Sunday, June 17, 2012

Policy: High Stakes Testing and Blindness


The Himba tribe in Namibia have only one word for the colors blue and green: zuzu. Some researchers, notably Jules Davidoff of University of London, claim tribal members cannot distinguish between color swatches of blue and green.

When older deaf people were first taught the American Sign Language, there existed no word for simultaneous.  As a result, this group of people consistently failed a graphic test that any typical first grader would pass.  The test results were so startling, that several researchers wanted to rerun all these assessments.  In the interim, many of the subjects had been exposed to a younger deaf population, who had acquired the word for simultaneous.  Those subjects passed the test.

What does this have to do with teaching?


It might mean that if people are not exposed to an idea, they are unable to perceive it on their own.   If ideas like blue and simultaneous do not exist for people who have never been taught them, then what does it mean when our curriculum shrinks due to the pressures of high stakes testing?

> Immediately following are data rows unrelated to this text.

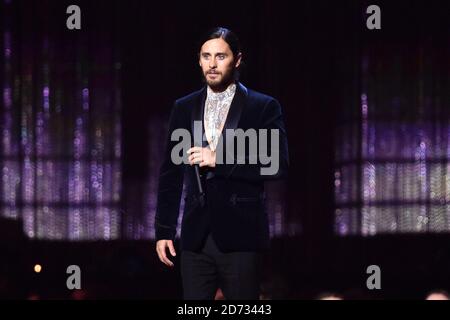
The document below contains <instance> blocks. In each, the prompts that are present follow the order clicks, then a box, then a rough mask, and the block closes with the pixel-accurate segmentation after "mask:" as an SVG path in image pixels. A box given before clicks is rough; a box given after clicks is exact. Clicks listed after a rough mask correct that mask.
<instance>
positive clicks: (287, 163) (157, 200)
mask: <svg viewBox="0 0 450 320" xmlns="http://www.w3.org/2000/svg"><path fill="white" fill-rule="evenodd" d="M206 91H207V90H206V86H205V87H203V88H202V89H201V90H199V91H196V92H194V93H192V94H189V95H187V96H185V97H183V98H180V99H178V100H176V101H175V104H174V106H173V108H172V112H171V115H170V119H169V132H168V137H167V141H166V150H165V153H164V155H163V156H164V159H163V163H162V166H161V169H160V176H159V186H158V199H157V209H156V218H155V230H156V240H161V239H169V240H174V238H175V234H176V226H177V221H178V216H179V211H180V202H181V195H182V191H183V183H185V187H186V193H185V194H186V197H185V199H184V200H185V205H184V211H183V220H182V225H181V239H180V245H181V250H189V251H198V250H200V249H201V247H202V244H203V241H204V239H205V237H206V235H207V234H208V233H209V232H211V233H212V236H213V238H214V240H215V241H216V243H217V246H218V247H219V249H220V250H222V251H223V252H234V251H260V250H266V249H268V247H269V225H268V219H267V212H266V210H265V192H264V181H266V180H272V179H280V178H284V177H286V174H287V168H288V163H289V160H288V158H289V157H288V147H287V137H286V130H285V125H284V120H283V114H282V110H281V106H280V104H279V103H278V101H277V100H275V99H274V98H272V97H270V96H267V95H264V94H261V93H258V92H256V91H253V90H250V89H247V88H246V87H244V86H243V85H242V84H241V83H237V88H236V93H235V96H234V98H233V101H232V103H231V106H230V109H229V111H228V115H227V119H226V122H225V124H224V128H223V131H222V140H221V141H220V142H219V145H218V147H217V148H218V149H219V148H220V147H223V146H224V145H226V144H227V141H226V137H227V136H226V134H225V132H226V131H225V130H227V129H238V128H241V129H243V130H244V131H245V130H248V129H251V128H253V129H255V130H256V131H258V129H278V130H279V135H278V137H277V139H279V142H278V144H279V148H278V150H271V144H270V143H269V146H268V148H269V150H270V151H272V152H274V153H273V154H272V155H277V156H278V157H279V167H278V168H279V169H278V171H277V172H276V173H275V174H273V175H261V170H260V169H261V168H262V167H264V165H262V164H261V163H260V161H259V160H258V163H257V164H248V159H249V156H250V155H249V152H250V151H249V150H250V148H248V147H247V148H246V153H245V159H246V160H247V161H246V162H245V164H238V163H237V161H234V163H231V164H229V163H228V164H225V163H223V164H220V163H216V166H215V168H206V167H202V168H200V169H201V170H200V172H201V181H202V186H203V189H204V192H205V206H203V207H202V206H201V205H200V201H199V188H198V184H197V180H196V175H195V170H194V166H191V165H189V164H184V163H182V164H178V165H177V164H174V163H173V162H172V160H171V152H172V148H173V147H174V146H175V145H177V144H178V143H179V141H171V139H170V137H171V134H172V132H173V131H174V130H175V129H177V128H183V129H186V130H189V131H190V132H191V134H192V135H193V123H194V120H197V121H202V123H203V114H204V113H203V112H204V105H205V99H206ZM202 130H203V134H204V126H203V125H202ZM268 140H269V142H270V136H269V139H268ZM193 143H194V141H193V140H192V144H193ZM221 144H222V145H221ZM197 145H198V144H197ZM202 145H203V146H205V142H203V143H202ZM273 149H275V148H273ZM269 154H270V152H269ZM232 157H234V159H236V157H237V154H236V150H234V154H233V155H232ZM267 166H269V165H266V167H267Z"/></svg>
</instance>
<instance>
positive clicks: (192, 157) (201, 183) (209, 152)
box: [187, 147, 216, 207]
mask: <svg viewBox="0 0 450 320" xmlns="http://www.w3.org/2000/svg"><path fill="white" fill-rule="evenodd" d="M187 153H188V154H189V159H188V160H189V164H190V165H194V166H195V176H196V179H197V186H198V193H199V201H200V205H201V206H202V207H204V206H205V192H204V191H203V186H202V181H201V179H200V167H205V166H208V167H212V168H214V167H215V166H216V153H215V152H214V151H212V150H211V149H209V148H202V147H192V148H190V149H189V150H188V151H187Z"/></svg>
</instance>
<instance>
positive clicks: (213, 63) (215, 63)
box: [209, 58, 217, 69]
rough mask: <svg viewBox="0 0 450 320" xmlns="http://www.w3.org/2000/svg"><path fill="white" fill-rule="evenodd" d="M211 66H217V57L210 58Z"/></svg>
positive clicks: (214, 67) (209, 63)
mask: <svg viewBox="0 0 450 320" xmlns="http://www.w3.org/2000/svg"><path fill="white" fill-rule="evenodd" d="M209 67H210V68H211V69H213V68H216V67H217V63H216V59H214V58H213V59H210V60H209Z"/></svg>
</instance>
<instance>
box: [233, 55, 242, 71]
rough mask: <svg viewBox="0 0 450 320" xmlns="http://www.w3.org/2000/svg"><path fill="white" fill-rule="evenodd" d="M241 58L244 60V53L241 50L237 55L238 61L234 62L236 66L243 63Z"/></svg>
mask: <svg viewBox="0 0 450 320" xmlns="http://www.w3.org/2000/svg"><path fill="white" fill-rule="evenodd" d="M241 60H242V53H241V52H239V53H238V54H237V56H236V63H235V64H234V66H235V68H237V67H239V65H240V64H241Z"/></svg>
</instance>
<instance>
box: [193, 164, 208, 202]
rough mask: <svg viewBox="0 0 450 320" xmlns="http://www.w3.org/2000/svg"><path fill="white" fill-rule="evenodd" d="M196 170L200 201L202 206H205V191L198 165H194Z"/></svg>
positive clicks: (198, 197)
mask: <svg viewBox="0 0 450 320" xmlns="http://www.w3.org/2000/svg"><path fill="white" fill-rule="evenodd" d="M194 168H195V177H196V178H197V186H198V199H199V202H200V206H201V207H204V206H205V192H204V191H203V186H202V181H201V179H200V166H199V165H198V164H195V165H194Z"/></svg>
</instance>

Schools are under enormous pressure to produce higher and higher reading and math scores.  Teachers are being told by their administrators to skip teaching writing, social studies, geography, art, science, civics, foreign languages and other non-tested subjects, in order to boost the teaching time for the tested subjects. 

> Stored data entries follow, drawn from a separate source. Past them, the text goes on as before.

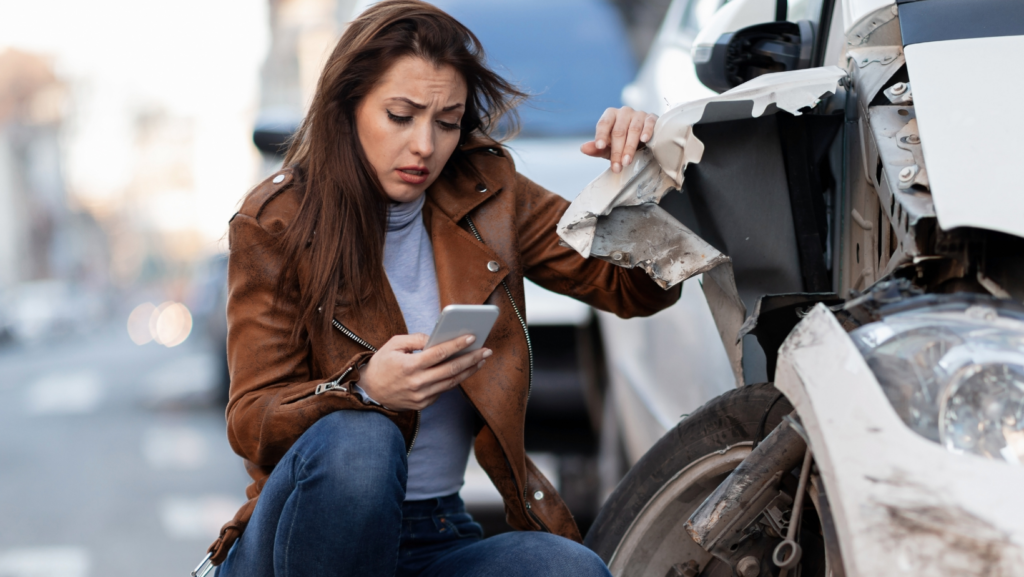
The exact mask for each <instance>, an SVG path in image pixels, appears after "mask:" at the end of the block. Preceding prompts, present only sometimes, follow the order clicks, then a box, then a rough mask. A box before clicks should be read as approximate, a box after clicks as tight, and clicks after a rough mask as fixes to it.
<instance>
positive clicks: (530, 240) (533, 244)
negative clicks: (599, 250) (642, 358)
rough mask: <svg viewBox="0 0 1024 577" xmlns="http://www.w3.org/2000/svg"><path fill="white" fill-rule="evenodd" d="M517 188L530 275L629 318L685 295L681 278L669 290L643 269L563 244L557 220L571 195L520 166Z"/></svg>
mask: <svg viewBox="0 0 1024 577" xmlns="http://www.w3.org/2000/svg"><path fill="white" fill-rule="evenodd" d="M515 191H516V222H517V226H518V230H519V250H520V251H521V253H522V262H523V267H524V271H523V274H524V275H525V277H526V278H528V279H530V280H531V281H534V282H536V283H537V284H539V285H541V286H542V287H544V288H547V289H549V290H552V291H554V292H558V293H561V294H564V295H567V296H571V297H572V298H575V299H578V300H582V301H584V302H586V303H588V304H590V305H591V306H594V307H595V308H599V310H601V311H607V312H609V313H614V314H615V315H617V316H620V317H622V318H624V319H626V318H630V317H646V316H649V315H653V314H654V313H657V312H658V311H662V310H663V308H667V307H668V306H670V305H671V304H673V303H674V302H676V300H678V299H679V295H680V294H682V285H681V284H680V285H677V286H676V287H673V288H671V289H669V290H665V289H663V288H662V287H659V286H657V284H656V283H654V281H652V280H651V279H650V277H648V276H647V273H646V272H644V271H643V270H642V269H625V267H622V266H616V265H614V264H611V263H609V262H605V261H604V260H599V259H597V258H583V257H582V256H580V254H579V253H577V252H575V251H574V250H573V249H571V248H569V247H565V246H561V245H559V244H558V235H557V233H555V226H556V224H557V223H558V220H559V219H560V218H561V216H562V214H563V213H564V212H565V209H567V208H568V206H569V203H568V201H566V200H565V199H563V198H561V197H559V196H558V195H556V194H554V193H551V192H549V191H547V190H545V189H544V188H542V187H540V186H538V184H537V183H535V182H532V181H531V180H529V179H528V178H526V177H525V176H523V175H521V174H519V173H518V172H517V173H516V175H515Z"/></svg>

Some of this loss might be mitigated with a rich and diverse reading curriculum, but most schools are demanding teachers stick with skill-based reading programs where the subject being taught is actually a technical analysis of reading—not literature.  As a result, students in lower grades read one story a week and spend the rest of their instructional time studying skills like hard and soft g.

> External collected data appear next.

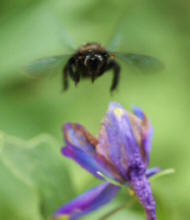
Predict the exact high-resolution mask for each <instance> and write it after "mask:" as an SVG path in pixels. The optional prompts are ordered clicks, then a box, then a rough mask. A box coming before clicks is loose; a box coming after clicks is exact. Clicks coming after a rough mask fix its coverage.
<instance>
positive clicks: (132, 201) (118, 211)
mask: <svg viewBox="0 0 190 220" xmlns="http://www.w3.org/2000/svg"><path fill="white" fill-rule="evenodd" d="M135 202H136V199H135V198H133V199H131V200H130V201H128V202H127V203H125V204H123V205H121V206H119V207H117V208H115V209H113V210H111V211H110V212H108V213H107V214H105V215H104V216H103V217H101V218H99V220H106V219H108V218H109V217H111V216H112V215H114V214H116V213H117V212H119V211H120V210H122V209H125V208H128V207H130V206H132V205H133V204H134V203H135Z"/></svg>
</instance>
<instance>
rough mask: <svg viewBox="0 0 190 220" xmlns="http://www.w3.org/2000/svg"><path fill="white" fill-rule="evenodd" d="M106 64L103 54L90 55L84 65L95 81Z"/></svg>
mask: <svg viewBox="0 0 190 220" xmlns="http://www.w3.org/2000/svg"><path fill="white" fill-rule="evenodd" d="M103 62H104V58H103V56H102V55H101V54H90V55H87V56H86V57H85V60H84V65H85V66H86V67H87V69H88V72H89V74H91V76H92V81H94V80H95V78H96V76H97V74H98V73H99V71H100V68H101V67H102V65H103Z"/></svg>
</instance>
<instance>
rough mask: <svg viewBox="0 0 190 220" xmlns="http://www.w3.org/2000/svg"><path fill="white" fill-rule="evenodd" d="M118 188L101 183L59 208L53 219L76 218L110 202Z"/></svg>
mask: <svg viewBox="0 0 190 220" xmlns="http://www.w3.org/2000/svg"><path fill="white" fill-rule="evenodd" d="M119 189H120V187H118V186H115V185H113V184H110V183H107V182H106V183H103V184H101V185H99V186H97V187H95V188H93V189H91V190H89V191H87V192H85V193H84V194H82V195H81V196H79V197H77V198H76V199H74V200H72V201H71V202H70V203H68V204H67V205H65V206H63V207H62V208H60V209H59V210H58V211H57V212H56V213H55V220H61V219H67V220H77V219H78V218H80V217H82V216H85V215H86V214H88V213H90V212H92V211H95V210H97V209H99V208H101V207H102V206H104V205H106V204H107V203H109V202H111V200H112V199H113V198H114V197H115V196H116V195H117V192H118V191H119Z"/></svg>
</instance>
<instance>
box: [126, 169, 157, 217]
mask: <svg viewBox="0 0 190 220" xmlns="http://www.w3.org/2000/svg"><path fill="white" fill-rule="evenodd" d="M130 176H131V181H130V185H131V186H132V187H133V189H134V191H135V193H136V195H137V197H138V199H139V201H140V203H141V204H142V206H143V207H144V209H145V212H146V215H147V220H156V219H157V218H156V213H155V200H154V197H153V194H152V189H151V185H150V183H149V181H148V179H147V177H146V176H145V175H140V176H138V175H136V173H135V172H131V173H130Z"/></svg>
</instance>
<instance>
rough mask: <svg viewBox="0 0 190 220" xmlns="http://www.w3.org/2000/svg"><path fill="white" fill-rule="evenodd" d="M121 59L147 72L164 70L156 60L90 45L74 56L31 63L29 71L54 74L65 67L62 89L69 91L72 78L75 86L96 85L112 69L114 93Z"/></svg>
mask: <svg viewBox="0 0 190 220" xmlns="http://www.w3.org/2000/svg"><path fill="white" fill-rule="evenodd" d="M119 60H123V61H124V62H126V63H127V64H130V65H134V66H136V67H138V68H139V69H142V70H144V71H150V70H151V71H152V70H153V71H156V70H160V69H162V67H163V64H162V63H161V62H160V61H159V60H158V59H156V58H154V57H151V56H146V55H140V54H133V53H120V52H110V51H107V50H106V49H105V48H104V47H103V46H101V45H100V44H99V43H87V44H85V45H82V46H81V47H80V48H79V49H78V50H77V51H76V52H75V53H73V55H60V56H55V57H49V58H45V59H39V60H37V61H34V62H33V63H31V64H30V65H29V67H28V72H29V73H31V74H33V75H34V74H43V73H47V72H50V71H51V72H52V71H53V72H54V71H56V68H57V67H59V66H61V68H62V85H63V90H64V91H66V90H67V89H68V88H69V78H71V79H72V80H73V81H74V83H75V85H77V84H78V83H79V82H80V80H81V79H84V78H86V79H90V80H91V82H92V83H93V82H94V81H95V80H96V79H97V78H99V77H100V76H102V75H103V74H104V73H106V72H107V71H109V70H112V71H113V79H112V83H111V86H110V91H114V90H115V89H116V88H117V87H118V84H119V79H120V70H121V66H120V64H119V62H118V61H119Z"/></svg>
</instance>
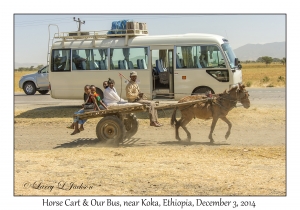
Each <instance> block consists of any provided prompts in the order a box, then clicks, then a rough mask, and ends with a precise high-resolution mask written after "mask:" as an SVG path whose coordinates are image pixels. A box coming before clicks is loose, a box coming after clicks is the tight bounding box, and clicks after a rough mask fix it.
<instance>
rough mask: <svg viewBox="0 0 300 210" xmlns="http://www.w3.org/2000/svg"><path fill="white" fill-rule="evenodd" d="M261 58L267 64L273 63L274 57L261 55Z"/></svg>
mask: <svg viewBox="0 0 300 210" xmlns="http://www.w3.org/2000/svg"><path fill="white" fill-rule="evenodd" d="M261 59H262V60H263V62H264V63H265V64H266V65H268V64H270V63H272V61H273V58H272V57H269V56H263V57H261Z"/></svg>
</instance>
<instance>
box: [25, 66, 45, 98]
mask: <svg viewBox="0 0 300 210" xmlns="http://www.w3.org/2000/svg"><path fill="white" fill-rule="evenodd" d="M48 69H49V66H44V67H43V68H41V69H40V70H38V72H36V73H34V74H27V75H24V76H22V77H21V79H20V81H19V87H20V88H21V89H23V90H24V92H25V93H26V94H27V95H34V94H35V93H36V91H38V92H39V93H40V94H42V95H44V94H46V93H48V92H49V79H48V72H49V71H48Z"/></svg>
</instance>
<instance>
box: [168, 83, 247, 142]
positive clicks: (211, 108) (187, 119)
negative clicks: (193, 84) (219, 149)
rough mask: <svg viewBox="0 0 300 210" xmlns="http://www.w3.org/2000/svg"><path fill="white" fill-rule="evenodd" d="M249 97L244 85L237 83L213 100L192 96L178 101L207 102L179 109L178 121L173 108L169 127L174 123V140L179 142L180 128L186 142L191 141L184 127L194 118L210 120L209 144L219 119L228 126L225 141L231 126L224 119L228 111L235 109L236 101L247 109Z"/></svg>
mask: <svg viewBox="0 0 300 210" xmlns="http://www.w3.org/2000/svg"><path fill="white" fill-rule="evenodd" d="M249 96H250V95H249V94H248V91H247V90H246V89H245V85H243V84H240V83H239V84H237V85H234V86H232V87H231V88H230V90H228V91H226V90H225V91H224V92H223V93H221V94H218V95H216V97H215V98H213V99H212V98H208V97H207V96H205V95H192V96H187V97H184V98H182V99H180V100H179V101H178V103H182V102H187V101H193V100H200V99H205V98H207V99H208V100H207V101H206V102H199V103H197V104H194V105H191V106H188V107H183V108H179V109H180V111H181V118H180V120H179V121H177V120H176V111H177V108H175V110H174V112H173V114H172V118H171V125H172V126H174V123H175V135H176V139H177V140H178V141H181V139H180V137H179V133H178V129H179V127H180V126H181V127H182V128H183V130H184V131H185V132H186V134H187V140H188V141H191V133H190V132H189V131H188V130H187V128H186V125H187V124H188V123H189V122H190V121H191V120H192V119H193V118H196V117H197V118H199V119H210V118H212V123H211V128H210V133H209V136H208V138H209V139H210V143H213V142H214V139H213V137H212V134H213V131H214V129H215V126H216V123H217V121H218V119H219V118H221V119H222V120H223V121H224V122H226V123H227V124H228V130H227V133H226V135H225V138H226V139H227V138H228V137H229V136H230V131H231V127H232V124H231V122H230V121H229V120H228V119H227V118H226V115H227V114H228V112H229V111H231V110H232V109H233V108H234V107H236V104H237V102H238V101H239V102H240V103H242V105H243V107H244V108H246V109H248V108H249V107H250V101H249V98H248V97H249ZM209 99H210V100H209Z"/></svg>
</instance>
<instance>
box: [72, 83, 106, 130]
mask: <svg viewBox="0 0 300 210" xmlns="http://www.w3.org/2000/svg"><path fill="white" fill-rule="evenodd" d="M87 86H88V85H86V86H85V93H86V94H87V95H88V98H87V100H86V102H85V103H84V104H82V106H83V107H84V105H85V104H91V103H95V104H96V106H95V111H98V108H99V109H107V107H106V105H105V104H104V103H103V102H102V100H101V98H100V96H99V95H98V94H97V93H96V87H95V85H91V86H90V88H89V90H90V92H89V91H87V90H86V87H87ZM84 112H85V109H84V108H82V109H80V110H79V111H77V112H75V113H74V114H83V113H84ZM85 122H86V120H80V119H79V117H78V116H77V117H74V118H73V123H72V125H70V126H69V127H67V128H70V129H74V131H73V133H71V135H75V134H77V133H80V131H83V130H84V128H83V124H84V123H85ZM78 124H80V128H79V127H78Z"/></svg>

What does this mean for a nation that has led the world in scientific and literary innovation?  Are we rising a generation of children who will not have the tools to continue to break new ground or solve the complex problems that they will face?

By basing teacher salaries, principals’ jobs and even the existence of schools on student test scores, our policy makers are causing a collapse of our formally rich curriculum and simultaneously hobbling our children’s minds.  These policy makers just can’t see what they are doing.